O Irã afirmou que, apesar de avanços nas negociações, não há perspectiva de acordo iminente com os Estados Unidos para encerrar o conflito no Oriente Médio. A declaração veio após um fim de semana de mensagens díspares entre Teerã e Washington.
O país manteve o bloqueio à navegação no Estreito de Ormuz, enquanto os EUA seguem com restrições aos portos iranianos. O cessar-fogo entre as forças americana e iraniana está em vigor desde 8 de abril, segundo autoridades.
As negociações, envolvendo Paquistão e mediadores internacionais, seguem sem sinal claro de conclusão. Enquanto isso, o mercado reagiu: o petróleo recuou quase 5% após otimismo inicial sobre um acordo.
Desdobramentos diplomáticos
O Paquistão, mediador, se reuniu com Xi Jinping em Pequim para discutir o papel da China no processo. Em Washington, o secretário de Estado reiterou cautela sobre a possibilidade de acordo ainda neste estágio.

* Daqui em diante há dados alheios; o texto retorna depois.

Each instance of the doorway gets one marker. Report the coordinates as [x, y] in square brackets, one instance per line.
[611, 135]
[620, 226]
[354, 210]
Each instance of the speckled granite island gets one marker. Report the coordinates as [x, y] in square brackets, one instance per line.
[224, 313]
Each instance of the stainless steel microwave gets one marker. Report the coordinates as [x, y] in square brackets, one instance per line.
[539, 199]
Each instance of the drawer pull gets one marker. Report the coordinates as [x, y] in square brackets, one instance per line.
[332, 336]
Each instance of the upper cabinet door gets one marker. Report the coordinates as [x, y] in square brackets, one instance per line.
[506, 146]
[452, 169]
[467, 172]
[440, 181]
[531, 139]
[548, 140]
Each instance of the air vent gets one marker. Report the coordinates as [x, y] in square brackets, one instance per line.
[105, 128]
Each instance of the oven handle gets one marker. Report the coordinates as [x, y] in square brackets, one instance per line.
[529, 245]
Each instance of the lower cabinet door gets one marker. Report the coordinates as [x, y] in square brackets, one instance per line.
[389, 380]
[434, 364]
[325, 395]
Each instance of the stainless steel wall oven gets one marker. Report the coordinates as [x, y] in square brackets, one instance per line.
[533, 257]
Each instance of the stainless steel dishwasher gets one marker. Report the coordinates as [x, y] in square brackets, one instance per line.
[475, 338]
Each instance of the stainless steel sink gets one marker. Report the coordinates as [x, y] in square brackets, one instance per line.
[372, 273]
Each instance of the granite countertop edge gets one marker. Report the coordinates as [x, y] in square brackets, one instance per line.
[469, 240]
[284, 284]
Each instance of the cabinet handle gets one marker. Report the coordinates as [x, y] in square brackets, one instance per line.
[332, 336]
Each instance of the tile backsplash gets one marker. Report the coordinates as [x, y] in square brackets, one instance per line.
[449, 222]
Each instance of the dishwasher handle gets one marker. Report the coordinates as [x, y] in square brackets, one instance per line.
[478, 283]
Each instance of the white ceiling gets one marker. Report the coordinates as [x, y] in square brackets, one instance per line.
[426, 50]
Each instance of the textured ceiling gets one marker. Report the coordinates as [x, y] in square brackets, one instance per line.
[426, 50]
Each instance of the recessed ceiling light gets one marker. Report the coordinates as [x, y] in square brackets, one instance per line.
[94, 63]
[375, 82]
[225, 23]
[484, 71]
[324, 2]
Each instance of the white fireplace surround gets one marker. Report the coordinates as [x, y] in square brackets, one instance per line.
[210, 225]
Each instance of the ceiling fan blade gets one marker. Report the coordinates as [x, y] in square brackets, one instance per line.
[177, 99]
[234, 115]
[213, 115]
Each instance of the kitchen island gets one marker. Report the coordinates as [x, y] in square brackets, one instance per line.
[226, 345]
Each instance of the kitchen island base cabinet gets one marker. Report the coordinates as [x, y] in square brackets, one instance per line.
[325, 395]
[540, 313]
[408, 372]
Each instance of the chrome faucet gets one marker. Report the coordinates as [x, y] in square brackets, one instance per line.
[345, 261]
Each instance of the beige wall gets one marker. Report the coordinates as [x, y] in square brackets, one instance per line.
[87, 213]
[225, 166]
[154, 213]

Marco Rubio sinalizou abertura de uma proposta para abrir o Estreito de Ormuz, mas Teerã contestou a ideia de que a assinatura de um acordo seja iminente. O presidente Donald Trump declarou que não há pressa para fechar um acordo ruim.
Baqaei, porta-voz iraniano, disse que há convergência em muitos temas, mas insistiu na necessária cautela sobre prazos. O Irã afirma que continuará gerindo o tráfego marítimo com cobrança de taxas para serviços de navegação.